In funding news, Dapper closed a USD$305M round at a USD$2.6B valuation on March 30th, 2021, headlined by angel investments from the likes of Kevin Durant and a strategic investment from venture capital firm Andreesen Horowitz.  Shortly afterwards, Dapper was reported to be raising additional funding at a USD$7.5B valuation, placing it in the same rarefied air as other crypto unicorns such as OpenSea.


Sorare deviates from NBA Top Shot in its approach to sports collectibles by integrating their NFTs into a game. Buyers and sellers in the marketplace can exchange fixed-supply digital representations of footballers at auction or in immediate transactions, and exchanges can be made through ether or credit cards. These collectibles can then be used in Sorare’s fantasy football game, with prizes afforded to the best-performing teams. 

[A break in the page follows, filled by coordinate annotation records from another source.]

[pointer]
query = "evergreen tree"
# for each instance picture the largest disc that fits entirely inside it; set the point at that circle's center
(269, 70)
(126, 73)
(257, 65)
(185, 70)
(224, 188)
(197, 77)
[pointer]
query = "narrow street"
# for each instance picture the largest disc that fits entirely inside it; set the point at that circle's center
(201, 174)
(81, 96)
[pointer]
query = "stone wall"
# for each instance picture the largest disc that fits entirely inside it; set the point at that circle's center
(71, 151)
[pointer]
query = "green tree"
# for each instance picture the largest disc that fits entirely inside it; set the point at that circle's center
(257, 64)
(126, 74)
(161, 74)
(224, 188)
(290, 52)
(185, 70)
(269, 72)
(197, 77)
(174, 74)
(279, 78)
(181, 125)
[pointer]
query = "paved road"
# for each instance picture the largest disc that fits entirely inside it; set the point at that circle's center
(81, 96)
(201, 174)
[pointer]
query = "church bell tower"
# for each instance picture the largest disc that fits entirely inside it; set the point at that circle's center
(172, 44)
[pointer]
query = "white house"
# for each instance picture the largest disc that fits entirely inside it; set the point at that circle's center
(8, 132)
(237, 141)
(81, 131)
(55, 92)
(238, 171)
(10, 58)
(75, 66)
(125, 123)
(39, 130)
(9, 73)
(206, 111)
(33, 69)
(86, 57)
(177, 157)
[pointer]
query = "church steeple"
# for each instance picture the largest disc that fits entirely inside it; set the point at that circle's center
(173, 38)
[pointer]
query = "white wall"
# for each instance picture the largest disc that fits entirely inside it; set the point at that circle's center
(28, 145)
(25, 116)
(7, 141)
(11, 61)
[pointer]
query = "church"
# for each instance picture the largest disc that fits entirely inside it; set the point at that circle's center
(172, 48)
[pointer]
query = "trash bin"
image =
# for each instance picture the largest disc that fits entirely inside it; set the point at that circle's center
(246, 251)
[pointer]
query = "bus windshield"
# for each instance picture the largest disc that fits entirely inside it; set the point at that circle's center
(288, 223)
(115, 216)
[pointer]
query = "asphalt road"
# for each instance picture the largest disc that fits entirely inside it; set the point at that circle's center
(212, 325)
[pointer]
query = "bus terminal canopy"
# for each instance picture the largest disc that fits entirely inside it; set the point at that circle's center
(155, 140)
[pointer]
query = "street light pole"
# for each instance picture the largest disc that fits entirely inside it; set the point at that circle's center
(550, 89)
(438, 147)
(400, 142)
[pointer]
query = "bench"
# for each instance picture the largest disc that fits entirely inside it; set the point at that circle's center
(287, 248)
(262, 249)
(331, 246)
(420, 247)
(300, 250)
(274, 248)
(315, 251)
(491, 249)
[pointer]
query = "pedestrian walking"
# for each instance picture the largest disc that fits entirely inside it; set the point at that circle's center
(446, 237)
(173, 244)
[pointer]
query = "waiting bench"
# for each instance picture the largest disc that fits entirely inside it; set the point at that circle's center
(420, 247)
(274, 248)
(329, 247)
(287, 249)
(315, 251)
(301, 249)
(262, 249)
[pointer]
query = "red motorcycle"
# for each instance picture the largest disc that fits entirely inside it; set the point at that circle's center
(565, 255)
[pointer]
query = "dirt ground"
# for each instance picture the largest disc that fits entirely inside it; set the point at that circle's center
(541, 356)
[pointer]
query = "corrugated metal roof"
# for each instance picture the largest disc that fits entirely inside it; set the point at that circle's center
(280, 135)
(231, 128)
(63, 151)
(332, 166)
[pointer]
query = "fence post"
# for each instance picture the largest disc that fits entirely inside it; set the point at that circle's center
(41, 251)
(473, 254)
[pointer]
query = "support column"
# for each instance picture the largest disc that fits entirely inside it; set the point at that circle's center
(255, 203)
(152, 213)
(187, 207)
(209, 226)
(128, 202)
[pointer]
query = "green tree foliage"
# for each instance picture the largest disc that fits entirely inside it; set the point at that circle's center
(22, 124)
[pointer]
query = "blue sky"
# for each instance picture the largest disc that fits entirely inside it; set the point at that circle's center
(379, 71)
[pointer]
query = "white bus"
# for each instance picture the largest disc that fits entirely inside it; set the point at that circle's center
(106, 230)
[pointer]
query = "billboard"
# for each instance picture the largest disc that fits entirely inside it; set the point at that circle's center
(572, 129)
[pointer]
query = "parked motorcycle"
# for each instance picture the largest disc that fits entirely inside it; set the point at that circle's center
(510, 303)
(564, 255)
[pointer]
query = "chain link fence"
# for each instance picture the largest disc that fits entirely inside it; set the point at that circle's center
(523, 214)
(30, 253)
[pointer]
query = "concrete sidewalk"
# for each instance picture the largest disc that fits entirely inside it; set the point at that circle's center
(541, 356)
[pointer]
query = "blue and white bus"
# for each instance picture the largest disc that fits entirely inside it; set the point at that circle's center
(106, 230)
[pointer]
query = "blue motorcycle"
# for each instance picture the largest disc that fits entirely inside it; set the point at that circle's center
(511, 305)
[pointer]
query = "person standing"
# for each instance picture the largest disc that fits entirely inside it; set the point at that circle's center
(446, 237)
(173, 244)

Sorare closed its USD$50M Series A round in February of 2021, led by renowned early-stage fund Benchmark alongside venture capital firm Accel and angel investors including Rio Ferdinand and Alexis Ohanian. The company’s use of funds will center on launching a mobile application and onboarding more football clubs to their platform. 

Axie Infinity

At the center of the most recent craze in the NFT world is Axie Infinity, a blockchain-based game wherein users can collect and breed creatures called Axies and deploy them in player-vs-player battles. The Axie marketplace allows players to buy and sell Axies in addition to other in-game resources through timed auctions. Transaction fees in the Axie marketplace amount to 4.25% charged on each sale. If interested, you can learn a great deal more about Axie Infinity, its marketplace, and its play-to-earn business model here.

Sky Mavis, the Vietnamese blockchain development studio behind Axie Infinity, closed its USD$7.5M Series A round on May 11th, 2021. Investors in the round included Blocktower Capital, Konvoy Ventures, and billionaire Mark Cuban, among others. The funds will be used to further streamline the onboarding process and make play-to-earn more accessible, as well as to increase headcount on the game development side of the studio.